Un nombre impressionnant de personnalités libanaises ont pourtant envoyé des télégrammes de condoléances à Bachar el-Assad, successeur désigné du président syrien défunt. Dans son message au nouvel homme fort de Damas, Mgr Boulos Matar, archevêque maronite de Beyrouth, a notamment estimé que son père Hafez el-Assad a mené «la lutte la plus noble en vue de préserver la dignité des Arabes, de leur restituer leurs droits et de garantir aux générations futures un avenir prospère».

Selon «The Daily Star», il ne faut pas s’attendre à des ouvertures immédiates mais les déclarations empreintes de sympathie émises depuis Bkerké par le patriarcat maronite à l’occasion de la mort du président syrien «suggèrent la volonté de tourner la page». Le patriarche maronite Nasrallah Boutros Sfeir a ainsi fait dimanche un éloge appuyé du président disparu. Il pensait même se rendre aux funérailles, mais y a finalement renoncé. Une délégation maronite libanaise de haut rang s’est par contre rendue en Syrie. Le journal considère comme significatif le flot de condoléances que le clergé maronite a envoyé à Bachar el-Assad, lui exprimant sa confiance dans sa capacité à diriger la Syrie.

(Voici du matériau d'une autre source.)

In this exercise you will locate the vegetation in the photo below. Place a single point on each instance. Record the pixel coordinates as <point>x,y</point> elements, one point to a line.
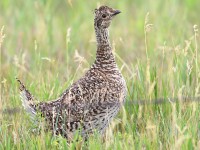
<point>50,44</point>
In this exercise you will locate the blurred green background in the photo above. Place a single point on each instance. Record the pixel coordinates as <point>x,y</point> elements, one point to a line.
<point>50,44</point>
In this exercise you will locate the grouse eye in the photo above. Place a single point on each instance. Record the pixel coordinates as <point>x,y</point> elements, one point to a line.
<point>104,16</point>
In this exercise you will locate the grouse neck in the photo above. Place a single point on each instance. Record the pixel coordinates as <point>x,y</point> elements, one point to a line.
<point>104,56</point>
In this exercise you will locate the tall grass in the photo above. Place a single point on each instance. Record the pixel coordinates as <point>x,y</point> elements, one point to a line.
<point>50,44</point>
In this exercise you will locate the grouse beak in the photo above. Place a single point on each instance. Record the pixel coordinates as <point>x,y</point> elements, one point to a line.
<point>116,12</point>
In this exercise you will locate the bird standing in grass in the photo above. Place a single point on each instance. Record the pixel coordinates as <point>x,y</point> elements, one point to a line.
<point>90,103</point>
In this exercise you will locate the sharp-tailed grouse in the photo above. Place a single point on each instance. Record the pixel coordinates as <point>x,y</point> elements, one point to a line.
<point>90,103</point>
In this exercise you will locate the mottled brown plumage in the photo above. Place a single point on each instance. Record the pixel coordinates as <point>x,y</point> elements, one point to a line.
<point>89,104</point>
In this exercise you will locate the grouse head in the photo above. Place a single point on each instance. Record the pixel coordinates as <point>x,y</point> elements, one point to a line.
<point>104,15</point>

Des courants chrétiens se sentent marginalisés

Les relations entre nombre de responsables maronites et les autorités syriennes ne sont en effet pas au beau fixe depuis des années. Ces dernières années, les discrètes médiations de l’Eglise tendant à un rapprochement avec les leaders chrétiens hostiles au régime issu des Accords de Taëf ont connu l’échec. Ces Accords prévoyaient à terme le retrait total des troupes syriennes du Liban et un gouvernement représentatif de toutes les sensibilités libanaises. Des courants politiques chrétiens estiment que le régime mis en place sous l’égide syrienne vise à les marginaliser totalement.

Dans le passé, des responsables politiques chrétiens pro-syriens, comme le député Elie Ferzli ou le ministre de l’agriculture Souleimane Franjieh, ont tenté en vain de convaincre le cardinal Sfeir de visiter la Syrie et de rapprocher les points de vue. Le nouvel homme fort de Damas apparaît aux yeux de nombre de chrétiens maronites comme moins impliqué que son père dans le contentieux libanais.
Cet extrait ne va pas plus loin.